To maintain the higher throughput for an even greater number of files, increasing the number of OSTs
is likely to help. A review of the storage array performance using the tools provided by the Dell
PowerVault Modular Disk Storage Manager, Performance Monitor, was performed to independently
confirm the throughput values produced by the benchmarking tools.
There are various OS, Intel Omni-Path IFS and Lustre level tuning parameters that can be used to
optimize the Lustre storage servers for specific workloads. We cover the details of the tuning
parameters that were configured on the test system below.
4.2 Random Reads and Writes
The IOzone benchmark was used to gather random reads and writes metrics. The file size selected for
this testing was such that the aggregate size from all threads was consistently 1TB. That is, random
reads and writes have an aggregate size of 1TB divided equally among the number of threads within
that test. The IOzone host file is arranged to distribute the workload evenly across the compute nodes.

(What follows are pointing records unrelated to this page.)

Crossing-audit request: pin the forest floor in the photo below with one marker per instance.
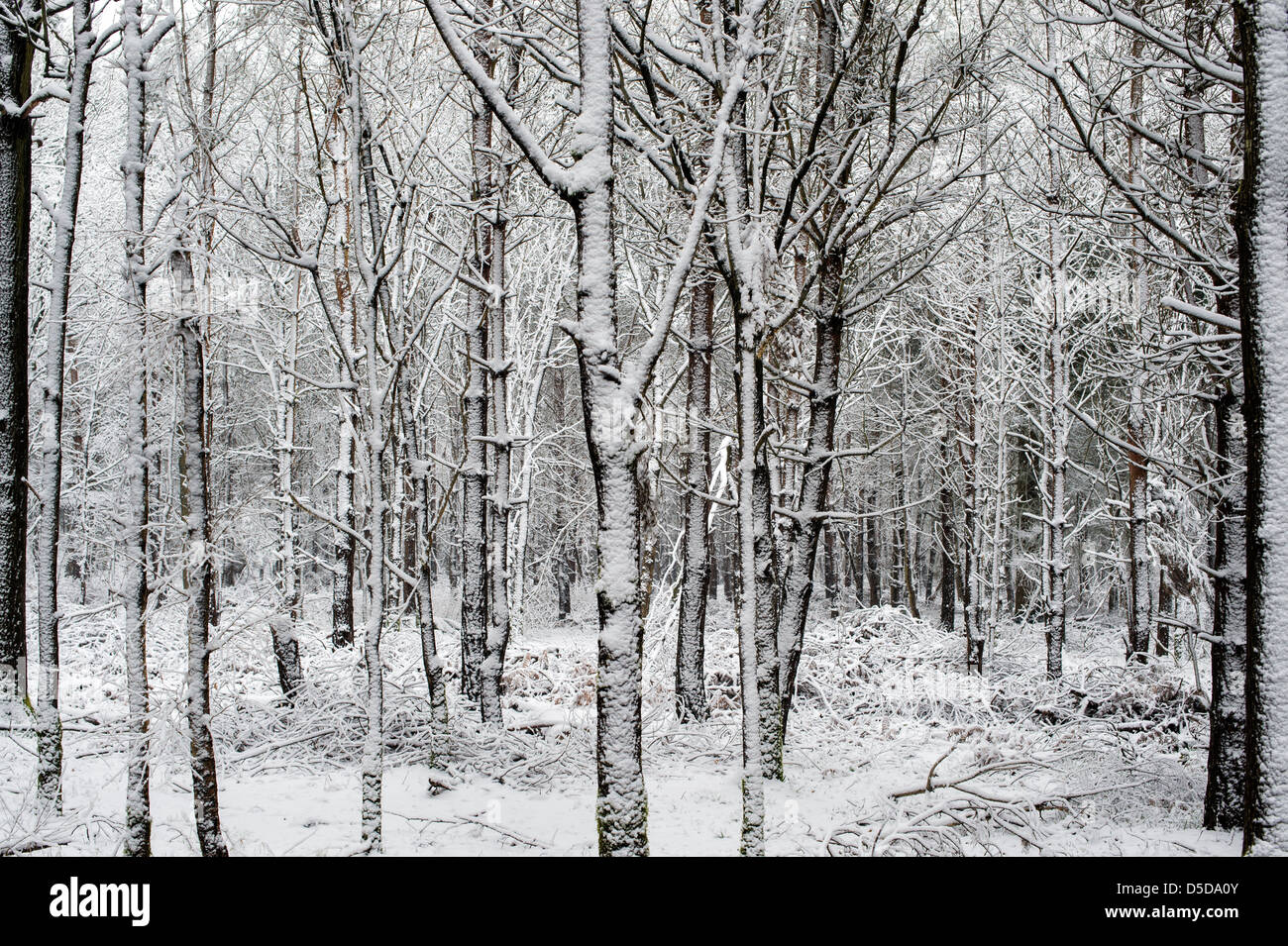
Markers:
(1109, 762)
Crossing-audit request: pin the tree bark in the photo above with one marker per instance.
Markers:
(16, 55)
(696, 510)
(1262, 232)
(198, 571)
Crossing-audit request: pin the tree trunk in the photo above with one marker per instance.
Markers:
(1262, 231)
(138, 812)
(50, 735)
(198, 571)
(811, 501)
(475, 564)
(696, 511)
(1223, 804)
(16, 55)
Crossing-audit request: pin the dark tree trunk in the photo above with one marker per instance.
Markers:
(16, 55)
(1223, 804)
(690, 657)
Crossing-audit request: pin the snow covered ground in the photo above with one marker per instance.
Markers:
(1113, 764)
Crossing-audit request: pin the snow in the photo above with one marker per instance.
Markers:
(881, 700)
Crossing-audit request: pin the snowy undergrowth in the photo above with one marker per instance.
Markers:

The storage is addressed as a single volume with a stripe count of 1 and stripe size of 4MB. A 4KB
request size is used because it aligns with Lustre’s 4KB file system block size and is representative of
small block accesses for a random workload. Performance is measured in I/O operations per second
(IOPS)
Figure 12 shows that the random writes peak at little shy of 15.6K IOPS and leveling after 48 threads,
while random reads show a steady incline as threads increase. The IOPs of random reads increase
rapidly from 4 to 32 threads and again at 72 to 256 threads. As the writes require a file lock per OST
accessed, saturation is expected. Reads take advantage of Lustre’s ability to grant overlapping read
extent locks for part or all of a file.